Although I’d seen the odd fisherman motoring in a small boat, it was only on reaching Sully (-sur-Loire like many other settlements), when a class of paddlers appeared, that the river, here averaging about 250 metres wide, briefly took on its role as a place of leisure – one that expands enormously as summer advances.
The river, although noticeably lowering in level, was now carrying with it whole trees and large branches torn away by the flooding, demanding a watchful eye from me and providing perches for wagtails, terns and gulls. Instead of natural banks, stone dikes now lined the river and contained it – at least most of the time. The Loire flooded badly in 2003 and 2008 but not nearly as much as in 1846, 1856 and 1866, whose high water marks are recorded on numerous walls down the river. The word crue for flood is well worth learning since Vigicrues (short for Vigilance crues) is the keyword for seeking online river flood alerts across France.
On the afternoon approach to Orléans, the northernmost point of the Loire, I was paddling for the first time into the sun. From its source, the Loire had been heading generally northwards, but now it began the southwest course that would take it to the sea at St Nazaire. Since the cathedral was barely visible from the river, the most arresting architectural sight of Orléans was the gleaming arch of the new Pont d’Europe. With a warming sun, a strong current and a following breeze, the 25-kilometre passage down to Beaugency was a pleasant run of about three hours. This is a lovely town on the right bank of the river with its municipal campsite on the left. The intervening bridge displayed an information board about the colonies of black-headed and Mediterranean gulls that nested on the island just downstream – again evidence of a clear pride in the river’s wildlife and concern about looking after it.
As the valley became more settled, and grand houses and chateaux appeared on its slopes, it was noticeable that the wildlife had changed too: for example, far fewer raptors and bee-eaters than before. Occasionally, there stood a bare pole or dead tree with the huge nest of a white stork on top, and along the river’s edge were frequent copyu, a large South American rodent eradicated from Britain as a pest in the 1980s.
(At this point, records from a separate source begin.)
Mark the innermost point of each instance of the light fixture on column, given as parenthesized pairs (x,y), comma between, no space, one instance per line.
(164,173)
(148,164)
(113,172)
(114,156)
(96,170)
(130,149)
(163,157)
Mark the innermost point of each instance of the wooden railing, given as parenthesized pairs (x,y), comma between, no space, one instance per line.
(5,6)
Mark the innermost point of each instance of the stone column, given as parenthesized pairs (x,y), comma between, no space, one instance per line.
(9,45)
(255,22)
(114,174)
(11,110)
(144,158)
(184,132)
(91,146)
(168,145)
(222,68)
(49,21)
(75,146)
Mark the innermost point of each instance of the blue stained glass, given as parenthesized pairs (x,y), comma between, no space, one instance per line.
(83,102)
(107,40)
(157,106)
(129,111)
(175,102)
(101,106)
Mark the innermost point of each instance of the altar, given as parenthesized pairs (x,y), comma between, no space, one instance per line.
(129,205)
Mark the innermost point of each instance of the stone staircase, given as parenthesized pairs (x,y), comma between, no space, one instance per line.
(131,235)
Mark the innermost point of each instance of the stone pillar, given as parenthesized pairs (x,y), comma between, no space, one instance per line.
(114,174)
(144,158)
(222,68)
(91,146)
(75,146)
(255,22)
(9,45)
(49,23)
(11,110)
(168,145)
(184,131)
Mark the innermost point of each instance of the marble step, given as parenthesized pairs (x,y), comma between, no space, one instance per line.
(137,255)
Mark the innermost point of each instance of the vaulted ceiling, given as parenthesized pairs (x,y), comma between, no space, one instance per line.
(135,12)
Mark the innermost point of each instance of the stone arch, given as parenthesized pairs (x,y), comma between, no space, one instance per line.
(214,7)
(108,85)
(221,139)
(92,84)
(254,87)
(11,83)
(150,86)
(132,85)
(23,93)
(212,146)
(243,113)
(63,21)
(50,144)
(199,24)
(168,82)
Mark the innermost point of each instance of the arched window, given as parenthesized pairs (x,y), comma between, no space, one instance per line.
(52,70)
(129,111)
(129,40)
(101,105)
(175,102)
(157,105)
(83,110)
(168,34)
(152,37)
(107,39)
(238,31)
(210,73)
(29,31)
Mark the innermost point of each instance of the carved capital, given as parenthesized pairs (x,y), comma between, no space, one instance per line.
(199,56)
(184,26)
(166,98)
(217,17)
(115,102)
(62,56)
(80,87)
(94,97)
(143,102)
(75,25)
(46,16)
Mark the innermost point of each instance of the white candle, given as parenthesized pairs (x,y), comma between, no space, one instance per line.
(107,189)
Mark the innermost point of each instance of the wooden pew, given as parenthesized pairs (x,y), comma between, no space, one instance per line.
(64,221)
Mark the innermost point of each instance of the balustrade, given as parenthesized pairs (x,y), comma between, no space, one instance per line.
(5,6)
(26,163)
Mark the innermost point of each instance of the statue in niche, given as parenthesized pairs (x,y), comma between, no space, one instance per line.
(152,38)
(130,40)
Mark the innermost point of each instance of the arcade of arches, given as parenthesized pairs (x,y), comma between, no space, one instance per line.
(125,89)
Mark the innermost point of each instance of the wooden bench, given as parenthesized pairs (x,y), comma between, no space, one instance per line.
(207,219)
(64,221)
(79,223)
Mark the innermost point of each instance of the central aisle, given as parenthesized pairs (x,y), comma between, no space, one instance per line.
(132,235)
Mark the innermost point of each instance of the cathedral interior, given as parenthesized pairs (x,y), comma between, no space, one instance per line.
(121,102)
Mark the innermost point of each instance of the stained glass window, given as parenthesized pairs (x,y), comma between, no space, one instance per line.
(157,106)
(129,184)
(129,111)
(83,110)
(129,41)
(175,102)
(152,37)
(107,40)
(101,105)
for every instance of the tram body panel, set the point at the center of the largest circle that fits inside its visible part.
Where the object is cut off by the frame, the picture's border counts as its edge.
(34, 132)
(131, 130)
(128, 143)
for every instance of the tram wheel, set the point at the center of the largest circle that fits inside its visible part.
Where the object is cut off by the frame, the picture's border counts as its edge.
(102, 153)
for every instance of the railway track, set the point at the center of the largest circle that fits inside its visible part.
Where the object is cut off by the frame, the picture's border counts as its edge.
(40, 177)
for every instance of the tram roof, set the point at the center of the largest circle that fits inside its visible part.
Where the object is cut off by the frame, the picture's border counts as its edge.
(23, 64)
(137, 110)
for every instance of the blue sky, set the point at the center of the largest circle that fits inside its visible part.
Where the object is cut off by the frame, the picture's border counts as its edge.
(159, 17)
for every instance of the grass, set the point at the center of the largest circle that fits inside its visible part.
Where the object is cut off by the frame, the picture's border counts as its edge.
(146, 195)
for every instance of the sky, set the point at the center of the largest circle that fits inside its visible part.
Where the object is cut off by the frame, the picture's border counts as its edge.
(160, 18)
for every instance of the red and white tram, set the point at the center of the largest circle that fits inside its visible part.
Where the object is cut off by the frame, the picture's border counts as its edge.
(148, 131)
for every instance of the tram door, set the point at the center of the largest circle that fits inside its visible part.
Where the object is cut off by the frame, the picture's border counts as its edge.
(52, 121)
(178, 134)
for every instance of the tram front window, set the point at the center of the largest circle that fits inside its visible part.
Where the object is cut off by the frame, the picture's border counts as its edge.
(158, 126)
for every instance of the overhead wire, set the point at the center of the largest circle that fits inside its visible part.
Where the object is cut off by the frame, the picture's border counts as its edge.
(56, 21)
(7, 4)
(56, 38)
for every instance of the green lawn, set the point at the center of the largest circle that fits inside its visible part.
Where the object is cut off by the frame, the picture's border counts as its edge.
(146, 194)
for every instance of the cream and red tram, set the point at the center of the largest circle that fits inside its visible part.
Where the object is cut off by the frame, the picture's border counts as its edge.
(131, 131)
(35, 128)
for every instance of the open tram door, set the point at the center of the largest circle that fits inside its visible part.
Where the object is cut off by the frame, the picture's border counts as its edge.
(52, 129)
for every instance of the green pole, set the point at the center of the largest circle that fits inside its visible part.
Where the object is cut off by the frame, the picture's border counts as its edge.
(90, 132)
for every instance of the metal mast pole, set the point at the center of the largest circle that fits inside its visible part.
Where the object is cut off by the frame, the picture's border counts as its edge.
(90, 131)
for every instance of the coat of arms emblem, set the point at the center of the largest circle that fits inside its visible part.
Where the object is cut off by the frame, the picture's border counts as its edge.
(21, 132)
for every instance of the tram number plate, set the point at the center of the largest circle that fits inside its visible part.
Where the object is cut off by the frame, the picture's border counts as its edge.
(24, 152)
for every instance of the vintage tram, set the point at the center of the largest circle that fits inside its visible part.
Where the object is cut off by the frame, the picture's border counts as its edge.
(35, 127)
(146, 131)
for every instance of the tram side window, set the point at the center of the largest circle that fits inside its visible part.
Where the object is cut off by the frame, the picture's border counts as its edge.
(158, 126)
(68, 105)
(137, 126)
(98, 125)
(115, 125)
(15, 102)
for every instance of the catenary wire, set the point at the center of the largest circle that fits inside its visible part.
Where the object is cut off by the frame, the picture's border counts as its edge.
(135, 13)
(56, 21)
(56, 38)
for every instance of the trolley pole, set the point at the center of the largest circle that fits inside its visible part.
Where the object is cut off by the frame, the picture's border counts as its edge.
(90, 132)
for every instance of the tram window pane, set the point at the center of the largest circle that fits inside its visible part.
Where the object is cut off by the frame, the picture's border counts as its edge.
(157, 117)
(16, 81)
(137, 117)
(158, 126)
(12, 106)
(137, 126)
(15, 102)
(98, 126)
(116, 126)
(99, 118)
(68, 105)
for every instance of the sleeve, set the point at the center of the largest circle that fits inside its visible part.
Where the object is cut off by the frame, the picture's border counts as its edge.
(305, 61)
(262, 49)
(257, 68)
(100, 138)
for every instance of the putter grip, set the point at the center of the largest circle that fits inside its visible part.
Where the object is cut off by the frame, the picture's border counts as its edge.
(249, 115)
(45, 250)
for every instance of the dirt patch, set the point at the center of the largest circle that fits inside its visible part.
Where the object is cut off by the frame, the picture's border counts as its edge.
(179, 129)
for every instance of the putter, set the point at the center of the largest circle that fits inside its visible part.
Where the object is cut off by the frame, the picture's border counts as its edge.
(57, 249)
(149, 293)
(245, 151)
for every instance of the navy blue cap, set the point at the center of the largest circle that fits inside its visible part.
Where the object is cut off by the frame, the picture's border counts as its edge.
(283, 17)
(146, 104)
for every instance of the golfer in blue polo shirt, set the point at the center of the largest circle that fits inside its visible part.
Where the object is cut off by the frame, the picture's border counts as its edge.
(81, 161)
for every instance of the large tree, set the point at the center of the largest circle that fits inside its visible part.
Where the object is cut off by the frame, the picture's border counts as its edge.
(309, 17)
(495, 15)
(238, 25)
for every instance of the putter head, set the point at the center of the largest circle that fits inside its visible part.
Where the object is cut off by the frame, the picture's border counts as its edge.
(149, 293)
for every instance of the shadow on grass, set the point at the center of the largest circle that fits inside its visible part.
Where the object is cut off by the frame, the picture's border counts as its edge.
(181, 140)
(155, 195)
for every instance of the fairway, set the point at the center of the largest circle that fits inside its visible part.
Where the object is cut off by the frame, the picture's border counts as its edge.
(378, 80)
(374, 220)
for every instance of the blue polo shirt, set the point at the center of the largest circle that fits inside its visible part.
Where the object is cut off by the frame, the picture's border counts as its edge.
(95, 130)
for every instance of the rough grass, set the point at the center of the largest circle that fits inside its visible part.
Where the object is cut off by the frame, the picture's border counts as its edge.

The last day, my eleventh on the water, took me 50 kilometres from Muides-sur-Loire to Amboise, most famous as the final home of Leonardo da Vinci. First, I saw the departure of the firemen whose tracks I’d crossed again. It was cloudy but warm, and there was little warning of what was to come. The passage under the old bridge in Blois was exciting; at Chaumont, there was a waterfront of old houses overlooked by an impressive castle; and at Chargé, a storm arrived with sudden ferocity. The river boiled with the mass of raindrops, lightning struck land to the right, and thunder seemed louder than ever out in the middle of the 300-metre-wide river. Drenched but exhilarated after two hours of this, I pulled out at the campsite in Amboise.
La fin
Like others, it was well organised, not very full (the crise économique was hitting tourism badly), and with all the essential facilities at the price of just a few euros. There was one thing shamefully wrong: fellow Brits (on bikes and in camper vans) turning up and, unlike any other nationality I came across, failing to make the slightest attempt at speaking the language of the country they’d come to see.
If you paddle the Loire, do learn at least some of the basics: not just bon jour and merci but also aquatic essentials like étanche (waterproof), en amont (upstream), en aval (downstream) and ligérien (adjective meaning ‘relating to the Loire’) and bon voyage! – ‘have a great trip’! My own of 400 kilometres had been just that.